Petersen Jeppe Kofoed, Selmer Christian, Kristensen Søren Lund, Rørth Rasmus, Yafasova Adelina, Vejlstrup Lucas Grove Bager, Ali Sam Aiyad, Schou Morten, Køber Lars, Fosbøl Emil Loldrup, Østergaard Lauge

机构信息

Department of Cardiology, Rigshospitalet, Copenhagen University Hospital, Copenhagen, Denmark.

Department of Endocrinology, Herlev and Gentofte University Hospital, Herlev, Denmark.

出版信息

J Card Fail. 2025 Aug;31(8):1118-1126. doi: 10.1016/j.cardfail.2024.11.010. Epub 2024 Dec 11.

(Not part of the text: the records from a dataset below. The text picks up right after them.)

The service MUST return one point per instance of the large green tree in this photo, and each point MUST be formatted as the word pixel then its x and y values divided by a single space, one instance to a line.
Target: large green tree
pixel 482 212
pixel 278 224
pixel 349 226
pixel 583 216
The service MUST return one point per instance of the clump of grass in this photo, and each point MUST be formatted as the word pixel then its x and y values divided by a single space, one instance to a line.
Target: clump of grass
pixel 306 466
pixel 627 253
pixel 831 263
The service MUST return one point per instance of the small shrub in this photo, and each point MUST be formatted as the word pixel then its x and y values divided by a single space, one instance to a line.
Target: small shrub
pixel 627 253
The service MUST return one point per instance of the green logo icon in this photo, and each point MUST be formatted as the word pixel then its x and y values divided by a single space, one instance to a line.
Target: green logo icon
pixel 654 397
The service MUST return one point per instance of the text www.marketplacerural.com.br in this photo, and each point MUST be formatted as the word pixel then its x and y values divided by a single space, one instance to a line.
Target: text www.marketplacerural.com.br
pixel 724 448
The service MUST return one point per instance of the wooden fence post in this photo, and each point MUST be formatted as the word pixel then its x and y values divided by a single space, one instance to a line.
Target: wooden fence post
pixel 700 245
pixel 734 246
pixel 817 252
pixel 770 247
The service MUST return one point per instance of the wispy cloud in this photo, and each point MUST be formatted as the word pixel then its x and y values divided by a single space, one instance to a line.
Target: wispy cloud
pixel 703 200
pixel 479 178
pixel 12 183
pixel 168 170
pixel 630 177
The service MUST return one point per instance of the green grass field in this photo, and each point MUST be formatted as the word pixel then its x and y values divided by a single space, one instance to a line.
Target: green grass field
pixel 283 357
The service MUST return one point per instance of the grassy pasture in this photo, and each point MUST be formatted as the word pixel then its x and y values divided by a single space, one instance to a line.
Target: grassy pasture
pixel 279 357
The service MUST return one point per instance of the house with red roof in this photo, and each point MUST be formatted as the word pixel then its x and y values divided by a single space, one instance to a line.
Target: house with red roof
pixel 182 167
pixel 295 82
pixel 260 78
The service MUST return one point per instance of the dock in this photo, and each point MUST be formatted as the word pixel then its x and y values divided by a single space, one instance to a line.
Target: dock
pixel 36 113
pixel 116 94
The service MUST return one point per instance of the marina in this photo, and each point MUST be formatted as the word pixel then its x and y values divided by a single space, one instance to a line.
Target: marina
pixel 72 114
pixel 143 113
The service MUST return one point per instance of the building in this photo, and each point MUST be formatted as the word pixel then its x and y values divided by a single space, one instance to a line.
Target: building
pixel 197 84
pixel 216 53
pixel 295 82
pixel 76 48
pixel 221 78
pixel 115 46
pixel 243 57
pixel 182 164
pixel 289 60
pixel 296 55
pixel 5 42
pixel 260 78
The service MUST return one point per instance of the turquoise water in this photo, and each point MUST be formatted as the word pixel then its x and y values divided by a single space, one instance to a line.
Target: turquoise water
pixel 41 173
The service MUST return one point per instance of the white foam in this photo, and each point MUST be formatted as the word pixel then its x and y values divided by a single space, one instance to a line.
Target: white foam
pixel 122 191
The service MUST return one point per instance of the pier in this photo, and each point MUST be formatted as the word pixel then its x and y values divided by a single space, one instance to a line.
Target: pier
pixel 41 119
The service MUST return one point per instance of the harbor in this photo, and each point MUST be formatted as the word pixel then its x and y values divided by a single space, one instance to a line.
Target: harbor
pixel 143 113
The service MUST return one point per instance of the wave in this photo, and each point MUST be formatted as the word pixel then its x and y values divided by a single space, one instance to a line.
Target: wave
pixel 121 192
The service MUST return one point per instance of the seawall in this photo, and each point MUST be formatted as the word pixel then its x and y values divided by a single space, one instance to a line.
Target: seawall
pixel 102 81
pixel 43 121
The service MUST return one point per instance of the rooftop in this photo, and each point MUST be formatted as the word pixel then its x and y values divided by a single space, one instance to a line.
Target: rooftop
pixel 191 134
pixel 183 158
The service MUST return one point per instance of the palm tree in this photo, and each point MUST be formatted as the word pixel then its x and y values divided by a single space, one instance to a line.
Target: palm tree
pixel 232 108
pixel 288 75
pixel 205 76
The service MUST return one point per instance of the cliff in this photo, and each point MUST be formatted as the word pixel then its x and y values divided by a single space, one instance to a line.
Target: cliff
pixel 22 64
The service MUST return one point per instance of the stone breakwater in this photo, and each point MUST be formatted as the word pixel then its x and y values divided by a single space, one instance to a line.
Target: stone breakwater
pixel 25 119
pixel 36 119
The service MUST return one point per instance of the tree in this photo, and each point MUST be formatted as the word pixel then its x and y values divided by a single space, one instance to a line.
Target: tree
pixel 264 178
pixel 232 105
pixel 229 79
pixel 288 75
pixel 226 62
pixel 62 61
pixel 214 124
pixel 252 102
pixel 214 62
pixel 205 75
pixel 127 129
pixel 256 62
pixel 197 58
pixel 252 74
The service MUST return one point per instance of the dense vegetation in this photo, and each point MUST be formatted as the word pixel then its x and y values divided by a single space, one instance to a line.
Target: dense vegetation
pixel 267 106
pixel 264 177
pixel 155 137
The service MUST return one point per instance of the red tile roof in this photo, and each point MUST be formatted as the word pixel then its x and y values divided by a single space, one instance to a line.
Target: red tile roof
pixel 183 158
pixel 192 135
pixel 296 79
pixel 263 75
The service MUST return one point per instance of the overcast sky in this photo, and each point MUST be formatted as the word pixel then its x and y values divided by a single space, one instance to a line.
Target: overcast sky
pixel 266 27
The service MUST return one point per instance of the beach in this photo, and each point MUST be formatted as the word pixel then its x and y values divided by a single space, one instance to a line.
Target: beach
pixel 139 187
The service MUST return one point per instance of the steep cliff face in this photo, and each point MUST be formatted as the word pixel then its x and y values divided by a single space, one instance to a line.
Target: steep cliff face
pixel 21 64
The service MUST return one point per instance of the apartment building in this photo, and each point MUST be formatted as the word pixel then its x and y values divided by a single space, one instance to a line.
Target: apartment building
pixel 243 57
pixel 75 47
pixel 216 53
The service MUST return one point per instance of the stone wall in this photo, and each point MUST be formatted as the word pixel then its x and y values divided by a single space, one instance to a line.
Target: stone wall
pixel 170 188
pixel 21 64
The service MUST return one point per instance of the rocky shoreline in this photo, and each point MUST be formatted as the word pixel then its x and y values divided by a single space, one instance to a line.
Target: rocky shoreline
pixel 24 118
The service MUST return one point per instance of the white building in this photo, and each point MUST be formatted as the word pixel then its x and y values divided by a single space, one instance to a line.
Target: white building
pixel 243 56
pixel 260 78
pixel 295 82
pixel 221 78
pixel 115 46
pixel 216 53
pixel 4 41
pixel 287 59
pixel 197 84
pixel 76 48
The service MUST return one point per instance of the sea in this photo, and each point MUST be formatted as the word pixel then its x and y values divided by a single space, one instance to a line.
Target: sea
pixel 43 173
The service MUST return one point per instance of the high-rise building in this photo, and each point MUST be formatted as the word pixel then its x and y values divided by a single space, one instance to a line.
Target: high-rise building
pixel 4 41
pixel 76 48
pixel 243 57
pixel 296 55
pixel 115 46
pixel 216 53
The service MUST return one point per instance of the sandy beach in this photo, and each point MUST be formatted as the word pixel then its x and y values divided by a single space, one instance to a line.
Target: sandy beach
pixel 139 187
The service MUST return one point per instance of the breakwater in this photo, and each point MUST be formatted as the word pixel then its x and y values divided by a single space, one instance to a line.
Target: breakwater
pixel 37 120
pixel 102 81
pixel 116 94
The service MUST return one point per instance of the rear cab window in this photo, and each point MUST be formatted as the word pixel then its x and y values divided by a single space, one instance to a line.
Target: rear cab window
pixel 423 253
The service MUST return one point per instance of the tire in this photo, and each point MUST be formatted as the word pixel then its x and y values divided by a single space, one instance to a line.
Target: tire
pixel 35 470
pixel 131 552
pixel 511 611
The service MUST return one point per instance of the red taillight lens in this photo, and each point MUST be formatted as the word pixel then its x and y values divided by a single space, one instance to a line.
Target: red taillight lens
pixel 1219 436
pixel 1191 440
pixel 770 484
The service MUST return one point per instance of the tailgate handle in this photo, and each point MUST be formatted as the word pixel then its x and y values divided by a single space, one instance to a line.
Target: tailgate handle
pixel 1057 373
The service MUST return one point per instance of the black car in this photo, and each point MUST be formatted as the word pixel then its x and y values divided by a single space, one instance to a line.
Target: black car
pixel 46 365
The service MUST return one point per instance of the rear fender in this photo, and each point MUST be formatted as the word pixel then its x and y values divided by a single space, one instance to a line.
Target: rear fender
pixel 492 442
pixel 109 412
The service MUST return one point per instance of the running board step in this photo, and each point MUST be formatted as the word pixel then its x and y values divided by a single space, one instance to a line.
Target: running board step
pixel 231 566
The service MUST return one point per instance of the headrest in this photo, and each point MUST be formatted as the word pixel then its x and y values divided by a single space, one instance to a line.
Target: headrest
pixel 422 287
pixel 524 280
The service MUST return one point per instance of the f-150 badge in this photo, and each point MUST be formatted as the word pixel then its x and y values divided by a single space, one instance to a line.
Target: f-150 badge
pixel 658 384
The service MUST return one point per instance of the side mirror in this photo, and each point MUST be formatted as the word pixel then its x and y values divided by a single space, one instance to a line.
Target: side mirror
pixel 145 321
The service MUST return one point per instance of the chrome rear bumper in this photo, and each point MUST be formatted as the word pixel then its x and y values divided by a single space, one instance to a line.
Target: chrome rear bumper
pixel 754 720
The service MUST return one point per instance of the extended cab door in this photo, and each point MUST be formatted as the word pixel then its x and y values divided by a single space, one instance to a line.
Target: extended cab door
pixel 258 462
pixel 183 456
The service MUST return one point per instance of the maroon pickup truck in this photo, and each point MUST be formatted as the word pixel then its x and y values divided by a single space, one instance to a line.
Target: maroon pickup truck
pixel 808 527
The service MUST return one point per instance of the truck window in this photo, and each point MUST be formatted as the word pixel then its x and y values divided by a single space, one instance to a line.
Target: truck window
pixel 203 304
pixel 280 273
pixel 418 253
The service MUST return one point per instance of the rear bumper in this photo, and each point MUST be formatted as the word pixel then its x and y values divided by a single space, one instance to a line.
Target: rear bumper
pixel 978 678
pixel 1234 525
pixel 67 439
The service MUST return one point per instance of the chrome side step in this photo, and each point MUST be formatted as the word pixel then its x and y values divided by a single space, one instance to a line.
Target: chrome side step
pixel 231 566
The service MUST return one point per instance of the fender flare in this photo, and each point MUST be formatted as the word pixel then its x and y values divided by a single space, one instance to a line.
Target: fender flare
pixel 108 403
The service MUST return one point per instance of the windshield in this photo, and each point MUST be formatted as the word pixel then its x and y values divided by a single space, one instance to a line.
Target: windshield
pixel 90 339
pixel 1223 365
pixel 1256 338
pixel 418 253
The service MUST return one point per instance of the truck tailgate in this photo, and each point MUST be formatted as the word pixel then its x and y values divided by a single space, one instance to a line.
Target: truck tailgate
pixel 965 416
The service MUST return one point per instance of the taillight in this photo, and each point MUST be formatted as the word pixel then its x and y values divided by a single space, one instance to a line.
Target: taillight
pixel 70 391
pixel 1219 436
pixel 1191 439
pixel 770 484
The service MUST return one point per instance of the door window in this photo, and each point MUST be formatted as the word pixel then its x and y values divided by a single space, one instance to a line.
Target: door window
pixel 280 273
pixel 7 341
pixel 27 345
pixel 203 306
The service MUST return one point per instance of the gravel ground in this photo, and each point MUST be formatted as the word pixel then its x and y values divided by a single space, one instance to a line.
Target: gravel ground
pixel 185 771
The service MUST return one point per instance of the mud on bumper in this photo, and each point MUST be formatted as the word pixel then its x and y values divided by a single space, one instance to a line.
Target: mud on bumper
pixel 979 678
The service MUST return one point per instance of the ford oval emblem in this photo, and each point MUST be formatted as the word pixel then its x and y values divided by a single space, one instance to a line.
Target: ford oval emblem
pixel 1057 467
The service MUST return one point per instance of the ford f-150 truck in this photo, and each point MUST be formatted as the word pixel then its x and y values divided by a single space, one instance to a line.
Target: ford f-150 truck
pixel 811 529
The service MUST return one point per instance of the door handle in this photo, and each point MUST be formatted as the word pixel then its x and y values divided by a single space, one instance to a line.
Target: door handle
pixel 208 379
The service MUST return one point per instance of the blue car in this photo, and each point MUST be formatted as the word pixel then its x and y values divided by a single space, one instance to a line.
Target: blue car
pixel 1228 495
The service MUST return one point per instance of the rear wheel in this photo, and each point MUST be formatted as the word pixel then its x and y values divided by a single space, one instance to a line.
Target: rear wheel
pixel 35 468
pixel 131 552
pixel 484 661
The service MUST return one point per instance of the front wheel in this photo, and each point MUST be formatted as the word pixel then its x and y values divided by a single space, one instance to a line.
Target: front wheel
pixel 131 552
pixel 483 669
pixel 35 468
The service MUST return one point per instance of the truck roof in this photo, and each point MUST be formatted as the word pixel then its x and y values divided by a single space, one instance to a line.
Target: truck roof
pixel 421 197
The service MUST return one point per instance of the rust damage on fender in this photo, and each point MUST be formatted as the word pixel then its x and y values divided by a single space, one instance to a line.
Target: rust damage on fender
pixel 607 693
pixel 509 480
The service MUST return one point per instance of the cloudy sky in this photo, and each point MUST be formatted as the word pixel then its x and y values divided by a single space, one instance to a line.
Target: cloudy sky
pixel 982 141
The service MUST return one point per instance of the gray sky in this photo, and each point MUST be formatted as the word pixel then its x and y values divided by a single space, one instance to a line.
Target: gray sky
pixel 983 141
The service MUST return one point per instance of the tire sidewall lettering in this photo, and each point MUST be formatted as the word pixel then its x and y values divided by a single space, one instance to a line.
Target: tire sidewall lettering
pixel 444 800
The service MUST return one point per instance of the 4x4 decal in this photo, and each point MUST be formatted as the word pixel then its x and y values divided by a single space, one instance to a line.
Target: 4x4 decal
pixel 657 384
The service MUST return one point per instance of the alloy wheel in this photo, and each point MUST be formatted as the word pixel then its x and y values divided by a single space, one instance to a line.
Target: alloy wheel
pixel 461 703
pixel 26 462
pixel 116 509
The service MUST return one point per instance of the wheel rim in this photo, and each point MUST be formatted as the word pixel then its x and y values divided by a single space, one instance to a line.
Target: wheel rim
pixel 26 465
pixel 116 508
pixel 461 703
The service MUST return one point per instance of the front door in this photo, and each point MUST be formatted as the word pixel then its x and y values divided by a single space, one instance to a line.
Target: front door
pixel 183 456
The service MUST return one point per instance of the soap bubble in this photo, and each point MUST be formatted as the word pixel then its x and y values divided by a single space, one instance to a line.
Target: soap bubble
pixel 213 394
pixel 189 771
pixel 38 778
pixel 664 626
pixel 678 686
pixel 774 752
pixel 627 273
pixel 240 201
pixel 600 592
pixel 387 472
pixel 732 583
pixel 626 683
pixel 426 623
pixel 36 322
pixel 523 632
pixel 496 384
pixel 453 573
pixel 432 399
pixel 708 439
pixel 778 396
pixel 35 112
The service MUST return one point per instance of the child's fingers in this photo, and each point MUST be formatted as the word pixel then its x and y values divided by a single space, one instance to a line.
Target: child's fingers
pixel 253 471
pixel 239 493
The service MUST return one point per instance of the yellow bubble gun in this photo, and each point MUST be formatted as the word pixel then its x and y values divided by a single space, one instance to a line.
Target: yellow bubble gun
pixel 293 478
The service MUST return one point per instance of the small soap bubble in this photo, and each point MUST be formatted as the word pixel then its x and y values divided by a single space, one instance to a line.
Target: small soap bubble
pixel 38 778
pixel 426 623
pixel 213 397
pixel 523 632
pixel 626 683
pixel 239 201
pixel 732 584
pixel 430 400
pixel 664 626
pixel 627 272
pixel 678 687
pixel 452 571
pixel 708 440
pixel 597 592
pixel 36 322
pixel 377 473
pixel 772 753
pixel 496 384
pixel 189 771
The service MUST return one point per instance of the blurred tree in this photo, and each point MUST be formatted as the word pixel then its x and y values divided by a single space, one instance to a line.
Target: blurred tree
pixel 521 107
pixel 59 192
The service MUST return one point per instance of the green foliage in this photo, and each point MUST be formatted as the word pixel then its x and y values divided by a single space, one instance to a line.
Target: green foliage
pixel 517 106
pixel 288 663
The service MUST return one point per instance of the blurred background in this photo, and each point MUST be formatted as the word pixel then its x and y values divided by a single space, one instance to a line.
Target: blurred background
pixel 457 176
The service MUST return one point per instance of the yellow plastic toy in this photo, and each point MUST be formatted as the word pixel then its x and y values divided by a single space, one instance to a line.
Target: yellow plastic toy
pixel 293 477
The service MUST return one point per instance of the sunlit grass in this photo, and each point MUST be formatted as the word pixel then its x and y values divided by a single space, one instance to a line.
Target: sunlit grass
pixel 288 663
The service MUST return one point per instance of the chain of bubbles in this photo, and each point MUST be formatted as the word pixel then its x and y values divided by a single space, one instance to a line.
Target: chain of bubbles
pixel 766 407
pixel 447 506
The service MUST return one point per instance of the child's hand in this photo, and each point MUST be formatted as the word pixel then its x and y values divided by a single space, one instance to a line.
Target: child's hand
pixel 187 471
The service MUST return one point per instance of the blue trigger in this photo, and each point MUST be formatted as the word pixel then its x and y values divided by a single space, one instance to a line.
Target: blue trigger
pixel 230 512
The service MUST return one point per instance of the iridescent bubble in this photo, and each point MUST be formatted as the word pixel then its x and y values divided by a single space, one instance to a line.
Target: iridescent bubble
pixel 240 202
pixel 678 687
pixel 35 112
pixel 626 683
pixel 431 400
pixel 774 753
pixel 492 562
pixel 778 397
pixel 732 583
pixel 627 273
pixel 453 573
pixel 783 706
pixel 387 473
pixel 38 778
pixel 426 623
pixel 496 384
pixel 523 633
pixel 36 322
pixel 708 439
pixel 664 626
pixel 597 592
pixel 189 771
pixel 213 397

DOI:10.1016/j.cardfail.2024.11.010
PMID:39672532
Abstract

BACKGROUND

There is a paucity of data on the prognostic impact of thyroid dysfunction in patients with heart failure (HF). We aimed to examine the association between these 2 conditions in a nationwide cohort of patients with HF.

METHODS

This Danish cohort study evaluated the thyroid function of patients diagnosed with first-time HF from 2000-2021. Patients were categorized according to laboratory-based thyroid-function values (euthyroid, overt/subclinical hypothyroidism or hyperthyroidism) recorded within 1 year before the HF diagnoses. The primary outcome was a composite of mortality and hospitalization due to HF, examined using the cumulative incidence function. Cox proportional hazard analysis adjusted for major comorbidities was performed to investigate differences in outcomes among groups.

RESULTS

Of the 58,067 individuals included in this study (43.9% female, median age 75.7 years [p25-p75:66.4-83.5]), 54,319 (93.6%) were euthyroid, 1669 (2.9%) had subclinical hypothyroidism, 239 (0.4%) had overt hypothyroidism, 1633 (2.8%) had subclinical hyperthyroidism, and 207 (0.4%) had overt hyperthyroidism. Compared with euthyroid patients, the adjusted 1-year HR of the composite outcome was 1.11 (95% CI, 1.02-1.20) in patients with subclinical hypothyroidism, 1.24 (95% CI, 1.02-1.51) in patients with overt hypothyroidism, 1.06 (95% CI, 0.98-1.15) in patients with subclinical hyperthyroidism, and 1.27 (95% CI, 1.00-1.60) in patients with overt hyperthyroidism. This positive association was driven mainly by the increased mortality rates.

CONCLUSION

In patients with incident HF, the presence of both hypo- and hyperthyroidism up to 1 year prior to HF diagnosis was associated with increased risk of the composite of mortality and hospitalization for HF. Our results demonstrate a high-risk group of patients in need of increased clinical awareness.